Models of the components of the ICU and their behaviours and interactions between components were developed to simulate patient flow and the impact of management decisions on ICU performance. The simulation is validated using historical patient records and by an experienced clinical manager. The simulation is designed to study the impact of the organisational decisions that affect patient throughput. The decisions considered within this study relate to strategic-planning, tactical-planning and the actions taken on a day-to-day basis. This thesis demonstrates that the simulation developed to mimic the components of the ICU and their interactions can generate insights into the ICU performance that cannot be directly extracted from historical data. Such insights can be useful for estimating the quantitative effects of proposed decisions and their impacts on resource allocations.

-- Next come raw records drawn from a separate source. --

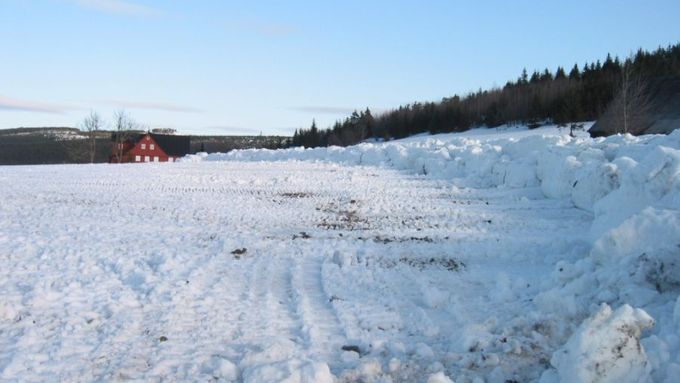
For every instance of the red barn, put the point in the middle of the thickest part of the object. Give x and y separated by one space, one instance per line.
149 147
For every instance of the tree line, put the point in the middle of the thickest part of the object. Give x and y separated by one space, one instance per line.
562 96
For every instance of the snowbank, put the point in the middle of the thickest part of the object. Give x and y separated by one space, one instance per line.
630 185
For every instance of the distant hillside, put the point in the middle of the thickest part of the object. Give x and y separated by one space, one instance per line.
534 98
64 145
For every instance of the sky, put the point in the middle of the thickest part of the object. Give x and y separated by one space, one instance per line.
270 67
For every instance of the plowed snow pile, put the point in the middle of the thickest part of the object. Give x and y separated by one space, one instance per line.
490 256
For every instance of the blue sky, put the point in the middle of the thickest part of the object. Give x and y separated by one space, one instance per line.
237 67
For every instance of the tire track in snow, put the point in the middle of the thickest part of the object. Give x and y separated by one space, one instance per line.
320 326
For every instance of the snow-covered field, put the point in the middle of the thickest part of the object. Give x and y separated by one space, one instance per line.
514 256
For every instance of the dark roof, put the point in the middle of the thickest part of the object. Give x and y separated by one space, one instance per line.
173 145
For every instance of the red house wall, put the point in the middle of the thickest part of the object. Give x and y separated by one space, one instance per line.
143 152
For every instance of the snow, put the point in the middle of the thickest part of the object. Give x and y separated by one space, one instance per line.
489 256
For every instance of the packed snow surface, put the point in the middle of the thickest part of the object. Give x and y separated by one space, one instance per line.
497 255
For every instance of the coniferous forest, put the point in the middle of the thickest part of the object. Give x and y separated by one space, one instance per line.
565 95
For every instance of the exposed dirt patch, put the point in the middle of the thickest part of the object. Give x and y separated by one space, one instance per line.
449 264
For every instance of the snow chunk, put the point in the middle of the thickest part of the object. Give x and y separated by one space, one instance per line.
606 348
439 377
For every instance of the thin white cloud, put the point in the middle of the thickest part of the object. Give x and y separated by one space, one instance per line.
164 106
117 7
264 28
12 104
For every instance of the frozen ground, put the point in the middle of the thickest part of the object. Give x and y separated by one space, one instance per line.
470 258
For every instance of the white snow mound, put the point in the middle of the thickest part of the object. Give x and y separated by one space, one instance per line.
606 348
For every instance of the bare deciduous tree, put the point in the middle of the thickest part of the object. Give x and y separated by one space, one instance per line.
92 124
123 126
629 110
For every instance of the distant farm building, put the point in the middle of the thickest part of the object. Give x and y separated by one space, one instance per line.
148 147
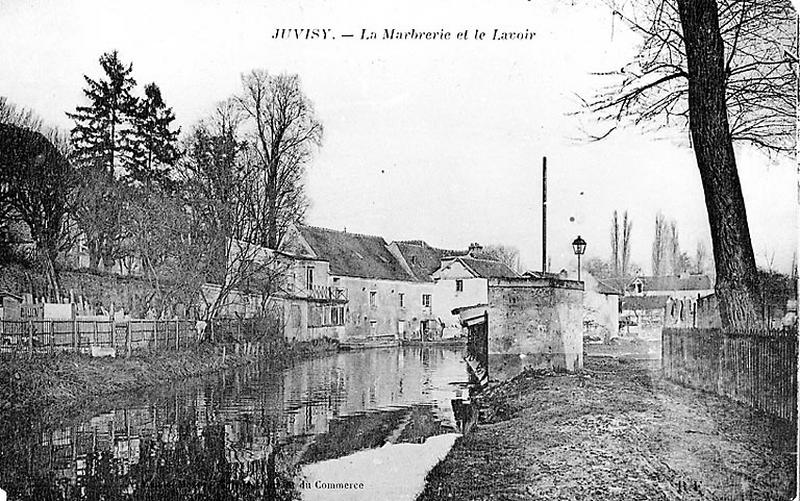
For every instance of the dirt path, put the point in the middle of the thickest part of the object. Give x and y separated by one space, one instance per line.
617 431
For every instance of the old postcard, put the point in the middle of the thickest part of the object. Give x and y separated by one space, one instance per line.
398 250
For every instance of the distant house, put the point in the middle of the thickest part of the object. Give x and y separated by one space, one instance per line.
643 316
464 281
384 299
683 286
601 303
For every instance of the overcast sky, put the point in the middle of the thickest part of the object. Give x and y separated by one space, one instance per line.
438 140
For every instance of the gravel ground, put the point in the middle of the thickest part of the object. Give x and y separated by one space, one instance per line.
615 431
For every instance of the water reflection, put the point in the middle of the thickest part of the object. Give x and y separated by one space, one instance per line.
242 435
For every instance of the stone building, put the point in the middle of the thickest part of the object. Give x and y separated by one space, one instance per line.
528 323
464 281
384 301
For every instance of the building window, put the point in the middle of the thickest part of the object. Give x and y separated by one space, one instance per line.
426 300
309 278
337 315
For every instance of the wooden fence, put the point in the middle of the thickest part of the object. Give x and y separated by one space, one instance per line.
82 335
757 368
126 336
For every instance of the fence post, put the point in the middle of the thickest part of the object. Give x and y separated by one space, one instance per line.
30 336
128 339
113 333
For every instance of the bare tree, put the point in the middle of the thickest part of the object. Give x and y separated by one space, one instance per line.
615 245
700 257
37 182
221 180
724 69
284 133
627 227
659 251
621 244
506 254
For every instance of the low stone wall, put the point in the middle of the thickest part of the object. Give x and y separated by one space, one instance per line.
534 324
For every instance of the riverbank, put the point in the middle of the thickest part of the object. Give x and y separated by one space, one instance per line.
615 431
60 384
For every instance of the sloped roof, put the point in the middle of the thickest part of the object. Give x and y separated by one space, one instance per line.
353 254
486 268
422 258
616 283
643 302
677 283
608 288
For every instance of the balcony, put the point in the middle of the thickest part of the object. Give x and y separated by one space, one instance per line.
321 293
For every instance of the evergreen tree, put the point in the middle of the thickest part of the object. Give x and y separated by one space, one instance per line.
101 133
153 143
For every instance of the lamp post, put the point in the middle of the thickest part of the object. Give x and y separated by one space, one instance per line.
579 246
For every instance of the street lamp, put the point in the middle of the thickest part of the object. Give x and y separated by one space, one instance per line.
579 246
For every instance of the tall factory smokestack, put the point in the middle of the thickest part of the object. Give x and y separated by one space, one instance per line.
544 214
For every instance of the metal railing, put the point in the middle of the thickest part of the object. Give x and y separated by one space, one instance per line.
124 336
757 368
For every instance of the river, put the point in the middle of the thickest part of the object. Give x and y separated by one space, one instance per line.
324 428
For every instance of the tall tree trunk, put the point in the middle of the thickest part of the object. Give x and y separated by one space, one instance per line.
737 283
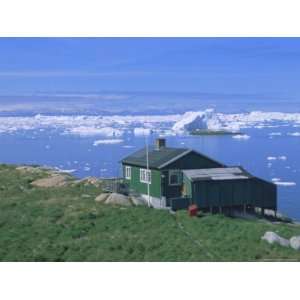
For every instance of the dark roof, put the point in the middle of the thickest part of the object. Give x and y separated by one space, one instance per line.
157 158
228 173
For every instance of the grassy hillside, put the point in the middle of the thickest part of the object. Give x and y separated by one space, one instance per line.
66 224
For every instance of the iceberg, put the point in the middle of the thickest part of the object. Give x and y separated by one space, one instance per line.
201 120
107 142
241 137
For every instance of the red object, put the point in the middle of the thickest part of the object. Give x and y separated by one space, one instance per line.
193 210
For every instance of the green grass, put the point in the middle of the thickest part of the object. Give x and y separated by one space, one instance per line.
64 224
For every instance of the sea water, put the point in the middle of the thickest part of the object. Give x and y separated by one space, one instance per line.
72 142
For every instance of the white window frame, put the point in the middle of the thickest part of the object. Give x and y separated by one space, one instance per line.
179 181
127 172
145 176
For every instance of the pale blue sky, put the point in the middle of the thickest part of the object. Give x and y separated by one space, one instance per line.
269 67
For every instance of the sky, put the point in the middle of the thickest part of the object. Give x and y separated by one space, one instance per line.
266 67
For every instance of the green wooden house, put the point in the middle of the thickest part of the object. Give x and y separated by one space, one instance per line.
178 177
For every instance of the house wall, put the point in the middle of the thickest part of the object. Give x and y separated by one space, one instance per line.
140 187
228 193
192 160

The simulation models developed provide mechanics of the way a healthcare system works and thus offers a logical approach for improving the system. One such improvement explored is the implementation of a feedback control scheme based on a cumulative-sum control chart to detect small changes in mean performance measures that exhibit high levels of variability. Research provides data based evidence to conclude that simulation is useful for exploring the quantitative impacts of management decisions within a healthcare system that exhibits complex adaptive behaviours.